Not all monitors display colors the same. Some panels are “warmer” (more yellow) or “cooler” (bluer). In the image below, you can see a warm whiteish color and a cool whiteish color; it’s not perfect, but it should give you an idea of the difference. If everything was tinged either of these colors, your eyes would interpret it as white.
Apps like f.lux and features like Night Shift make your display warmer at night deliberately because—at least in theory—it should stop screens affecting your sleep cycle as much.
A warm or cool display changes how all the colors appear in your image. I’ve slightly exaggerated the effect in the images below to make it clearer. The image on the left is warmer than the one on the right, but they’re otherwise identical. While each image looks good individually, they look strange side by side.
This is where color calibration comes in. By calibrating the white values of your display—and other stuff like brightness and saturation—to the proper neutral values, you will see your images correctly. Here’s how the image above should look.
When Color Calibration Matters
There are times when accurate color matters, but they’re generally limited to professional uses. For example, super accurate color is essential when:
You’re a professional product photographer, and you need to make sure everything looks perfectly true to life. You’re working with other people, and you all need to work from the same color situation, for example, when you’re collaborating with designers. You are professionally printing your images.
In short, if you’re a professional being paid for your photography or working with other people who are being paid, color calibration is a must. If not, then read on.
When Color Calibration Doesn’t Matter
Color calibration is a bit of a scapegoat. Sure, it’s important for certain things, but it’s not the be all and end all. And if you’re taking bad photos, color calibration won’t fix them.
Color calibration doesn’t matter if you’re using a cheap monitor or TV as your screen. It’s almost certainly incapable of displaying accurate colors no matter how much calibrating you do. If you’re not spending at least a few hundred dollars on a good IPS monitor, color calibration isn’t going to help much.

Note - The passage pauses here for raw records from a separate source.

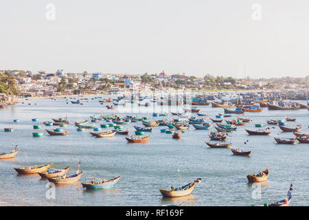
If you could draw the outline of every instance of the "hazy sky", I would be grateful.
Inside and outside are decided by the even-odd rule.
[[[308,0],[1,1],[0,69],[306,76],[308,12]]]

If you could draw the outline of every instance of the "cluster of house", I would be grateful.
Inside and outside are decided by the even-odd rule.
[[[12,74],[16,75],[19,71],[12,71]],[[39,76],[38,78],[38,76]],[[38,72],[32,73],[27,72],[27,74],[23,74],[23,76],[19,76],[16,78],[16,88],[20,91],[20,95],[27,96],[55,96],[60,95],[57,91],[57,88],[62,78],[65,80],[66,83],[70,83],[70,88],[67,88],[62,94],[73,94],[74,90],[80,87],[87,87],[84,89],[84,94],[98,94],[105,93],[106,91],[110,93],[117,93],[121,89],[128,89],[131,91],[143,91],[145,92],[155,90],[153,83],[144,82],[141,80],[142,75],[137,74],[111,74],[103,73],[65,73],[63,69],[58,69],[54,74],[46,74],[45,72]],[[153,80],[154,85],[161,84],[161,85],[168,83],[170,85],[176,82],[177,80],[186,82],[190,80],[192,87],[195,89],[207,88],[205,82],[208,80],[209,75],[203,78],[191,78],[185,74],[168,75],[162,71],[159,74],[150,75]],[[95,80],[94,80],[95,79]],[[102,80],[108,79],[108,80]],[[108,81],[108,82],[106,82]],[[108,84],[106,87],[108,89],[101,89],[103,83]],[[228,87],[231,85],[230,82],[225,82],[224,86]],[[267,87],[267,82],[253,81],[246,80],[238,80],[237,83],[234,83],[233,87],[238,89],[251,89],[257,87]],[[182,85],[181,89],[187,89],[187,85],[185,83]],[[209,86],[209,89],[211,87]],[[173,88],[161,87],[160,89],[165,91],[172,91]],[[2,98],[3,99],[3,98]]]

Similarly, you can’t accurately calibrate most laptop screens. There are some high-end laptops where it can make a difference; people have had some success improving the accuracy of MacBook Pro screens with calibration, but they still aren’t as accurate as good desktop monitors that are designed to display colors perfectly. If you’re editing photos on your laptop and you want a calibrated screen, you need an external monitor.
Color calibration also doesn’t matter unless you’re spending significant amounts of time editing your images. If you’re not doing a lot of work in Photoshop or Lightroom, the best color calibrating your display will do is show you problems you’re not fixing. The point of calibrating your display is so you can edit with confidence.
If you’re primarily sharing your images online or emailing them to your friends and family, you have to remember that they’re probably not using calibrated screens. Even if your screen is perfectly calibrated, things will still look off on theirs. It might be even more wrong since, if you edit your image on a Mac or iPhone and send them to other Mac or iPhone users, things will probably look pretty similar.
Color calibration is for professionals—or extremely dedicated amateurs. I’m not arguing it’s unimportant in some situations, but in general, color calibration won’t make much difference to most photographers. There’s no point spending time and money calibrating a display that can’t be calibrated.
What You Need to Know About Calibrating Your Monitors
If you’ve decided you’re going to calibrate your display—and you have gear that can be calibrated—then you need to get a third party tool like the X-Rite ColorMunki ($170). These tools automatically build an accurate color profile for your set up, so you’re guaranteed accurate colors all the time. You can also quickly and easily recalibrate your display or calibrate any new displays.
Both Windows and macOS have built-in tools so you can calibrate your display. Do not even think about using them. You will make things worse. Trust me; I’ve tried them. Windows’ and macOS’s tools are fine for tweaking your display, so it looks subjectively better to you when you’re playing games or watching movies. And it’s kind of nice if you have multiple monitors and you want the colors to match better between them. But those built-in tools are just not good enough—and your eyes aren’t reliable enough—to get a color-accurate display.
If you’re serious about your photography and have a display you can calibrate, then go ahead and do it. For most people, however, color calibration isn’t going to make a massive difference to their workflow.